On Open-Source Testbeds for Learning Robotic Manipulation Strategies: Collecting and Comparing Real and Simulated Data

Abstract

Teaching robots to manipulate objects is of critical importance as dexterous, in-hand manipulation is a necessary skill that enables them to operate and interact with a world designed for humans, executing complex tasks. This thesis focuses on the design and development of physical and simulated testbeds that facilitate the collection of data for learning how to execute dexterous robotic manipulation tasks. A modular structure is proposed for the testbed that can be equipped with two different robotic grippers: a fully actuated and an underactuated version. The fingers of both grippers are modular and they can accommodate fingertips with various geometries (e.g., tip curvatures).
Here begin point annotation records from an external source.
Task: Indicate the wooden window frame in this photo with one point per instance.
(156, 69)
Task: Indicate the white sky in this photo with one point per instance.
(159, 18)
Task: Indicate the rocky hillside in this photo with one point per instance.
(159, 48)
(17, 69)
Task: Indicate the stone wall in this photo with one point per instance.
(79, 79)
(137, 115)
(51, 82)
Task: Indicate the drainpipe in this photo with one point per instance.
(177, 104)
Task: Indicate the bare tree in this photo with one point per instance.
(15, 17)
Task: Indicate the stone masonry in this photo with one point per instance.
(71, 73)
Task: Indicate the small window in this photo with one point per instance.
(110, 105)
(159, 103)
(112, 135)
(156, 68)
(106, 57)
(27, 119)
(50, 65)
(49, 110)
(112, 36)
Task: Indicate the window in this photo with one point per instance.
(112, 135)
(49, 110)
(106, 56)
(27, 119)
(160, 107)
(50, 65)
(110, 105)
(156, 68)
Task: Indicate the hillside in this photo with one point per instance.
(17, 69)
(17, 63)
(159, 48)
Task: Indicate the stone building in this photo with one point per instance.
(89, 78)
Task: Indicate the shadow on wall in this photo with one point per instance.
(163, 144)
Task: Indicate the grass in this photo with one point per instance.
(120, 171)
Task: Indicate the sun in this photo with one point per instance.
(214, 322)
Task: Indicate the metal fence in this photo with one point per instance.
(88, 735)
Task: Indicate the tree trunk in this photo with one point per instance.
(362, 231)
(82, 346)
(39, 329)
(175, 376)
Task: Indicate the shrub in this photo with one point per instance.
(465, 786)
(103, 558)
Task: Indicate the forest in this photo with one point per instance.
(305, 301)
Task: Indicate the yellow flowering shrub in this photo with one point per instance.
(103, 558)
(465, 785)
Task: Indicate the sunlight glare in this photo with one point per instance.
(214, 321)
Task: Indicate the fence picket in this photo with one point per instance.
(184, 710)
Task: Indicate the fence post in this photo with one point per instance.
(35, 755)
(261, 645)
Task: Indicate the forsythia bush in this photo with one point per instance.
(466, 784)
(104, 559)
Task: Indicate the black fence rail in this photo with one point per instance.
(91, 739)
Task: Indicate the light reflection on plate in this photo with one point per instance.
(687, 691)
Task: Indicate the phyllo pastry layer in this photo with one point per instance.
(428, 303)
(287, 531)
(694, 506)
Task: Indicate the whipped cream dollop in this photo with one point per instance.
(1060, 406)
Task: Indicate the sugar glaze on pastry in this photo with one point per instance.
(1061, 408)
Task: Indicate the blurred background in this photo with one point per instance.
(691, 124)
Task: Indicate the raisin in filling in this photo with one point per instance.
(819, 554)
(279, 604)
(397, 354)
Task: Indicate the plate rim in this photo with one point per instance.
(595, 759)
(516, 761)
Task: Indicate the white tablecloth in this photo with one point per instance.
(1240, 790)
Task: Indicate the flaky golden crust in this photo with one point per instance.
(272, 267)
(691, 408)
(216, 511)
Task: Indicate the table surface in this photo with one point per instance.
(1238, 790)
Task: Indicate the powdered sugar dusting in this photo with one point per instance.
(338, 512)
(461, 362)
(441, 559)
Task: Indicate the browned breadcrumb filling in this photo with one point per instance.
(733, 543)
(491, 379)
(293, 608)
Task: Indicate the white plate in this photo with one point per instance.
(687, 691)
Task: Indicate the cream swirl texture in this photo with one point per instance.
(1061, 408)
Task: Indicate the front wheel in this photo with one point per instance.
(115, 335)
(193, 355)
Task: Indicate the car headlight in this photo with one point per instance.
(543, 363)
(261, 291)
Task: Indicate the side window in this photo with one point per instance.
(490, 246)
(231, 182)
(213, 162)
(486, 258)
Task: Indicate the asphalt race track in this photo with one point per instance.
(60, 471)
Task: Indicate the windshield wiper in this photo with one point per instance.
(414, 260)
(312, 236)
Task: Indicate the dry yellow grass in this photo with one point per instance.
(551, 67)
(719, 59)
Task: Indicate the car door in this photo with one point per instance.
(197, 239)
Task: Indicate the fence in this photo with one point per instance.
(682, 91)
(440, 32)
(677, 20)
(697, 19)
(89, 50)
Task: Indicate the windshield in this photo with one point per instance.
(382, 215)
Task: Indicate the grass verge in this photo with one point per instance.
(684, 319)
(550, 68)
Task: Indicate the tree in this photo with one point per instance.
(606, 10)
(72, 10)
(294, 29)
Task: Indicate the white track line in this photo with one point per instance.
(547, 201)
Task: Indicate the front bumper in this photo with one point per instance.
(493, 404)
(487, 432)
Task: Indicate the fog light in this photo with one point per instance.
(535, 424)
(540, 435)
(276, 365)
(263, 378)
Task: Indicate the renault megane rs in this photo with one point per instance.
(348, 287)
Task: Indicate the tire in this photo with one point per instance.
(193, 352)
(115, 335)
The testbeds are designed to run unattended so that big data is easily collected and used for training machine learning algorithms for robotic manipulation. The simulated version of the testbed was developed to investigate the differences between simulation and reality and how feasible it is to gather such important manipulation data without needing a physical system. Random Forest and Artificial Neural Networks based machine learning models were trained using both real and simulated manipulation data. These models essentially act as the gripper Jacobians mapping the desired object trajectories to the required motor position trajectories. Three sets of fingertips and two objects were used during data collection and model training to investigate their impact on manipulation performance and to assess the models ability to adapt to different experimental conditions or hardware configurations. It was found that underactuated grippers could adapt to the changes more readily than fully actuated grippers. A series of experiments were conducted to experimentally validate the efficiency of the testbeds and all comparisons and results are discussed in detail. Finally, more work is required to tune the simulation so as to provide data that more closely matches the real data, focusing on phenomena that are difficult to model (e.g., uncontrolled slipping and rolling). All the CAD files of the testbed are distributed in an open-source manner to allow replication by others.